Thursday, 28 June 2007: 2:30 PM
Summit A (The Yarrow Resort Hotel and Conference Center)
Despite significant improvements in numerical weather prediction, such as improved data assets, increased model resolution and improved model physics, large short-term forecast failures of significant weather events still occur. Past studies have indicated that 48-hr forecast errors of sea level pressure larger than 10 hPa occur more than 10 times each winter season at west coast and offshore observation sites. The 2006 - 2007 winter season has exhibited similar forecast error statistics. The periods of large forecast errors can occur either episodically (i.e. one or two forecast periods of large error surrounded by longer periods of very small forecast errors) or clustered in periods of relatively large forecast errors. In order to improve numerical models and to understand their limitations, it is important to look further into these periods of large errors and examine under which circumstances they typically occur. For example, do certain significant weather phenomenon, such as west coast windstorms associated with deep surface low pressure centers, exhibit larger forecast errors than other, less severe, low pressure centers?
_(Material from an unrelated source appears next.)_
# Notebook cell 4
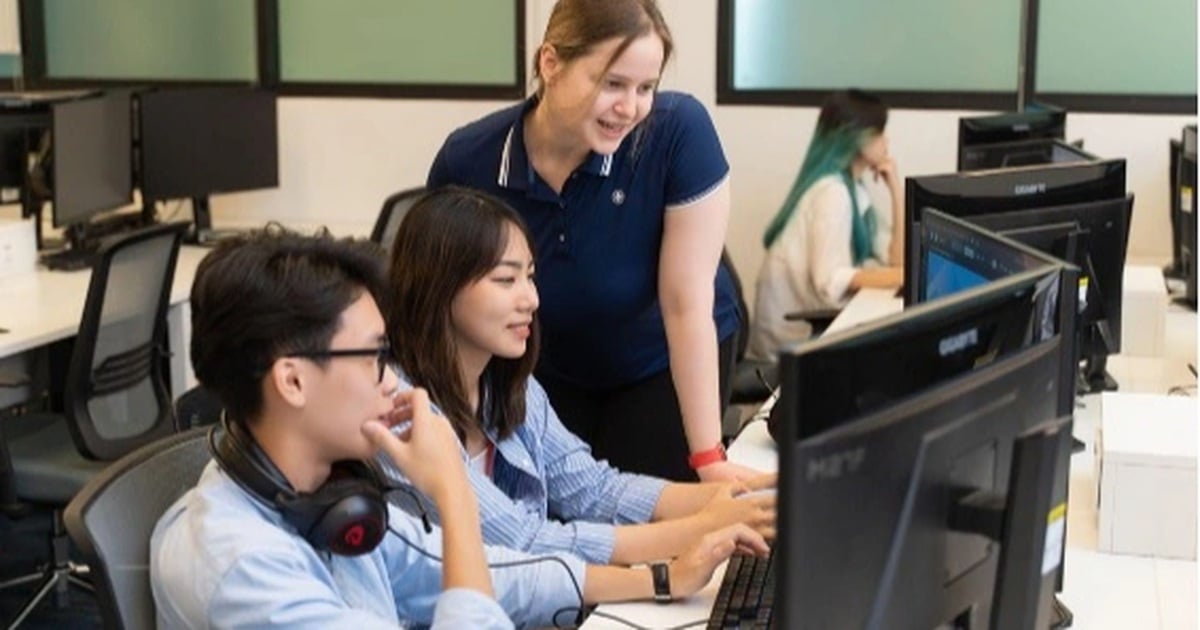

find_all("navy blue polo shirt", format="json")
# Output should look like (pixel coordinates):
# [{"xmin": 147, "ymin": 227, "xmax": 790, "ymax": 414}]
[{"xmin": 427, "ymin": 91, "xmax": 740, "ymax": 390}]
Do forecast errors increase in frequency or magnitude under particular flow regimes, such as large-scale southwesterly flow impinging on the west coast? In this study, we examine the character of forecast errors further from a phenomenological perspective by compositing periods of large forecast error, and by examining forecast accuracy within varying flow regimes. Initial results indicate that large errors are associated with an upper level flow regime that exhibits more troughiness along the west coast, and lower heights and a stronger jet across the Pacific than climatology. However, large forecast errors are associated with surface low pressure centers and their attendant frontal systems at all stages of development, and are not confined to developing or rapidly deepening storms. Additional results will be presented that relate forecast accuracy to a variety of upper-level flow regimes, such as southwesterly or northwesterly flow, that occur on 1 - 2 week timescales.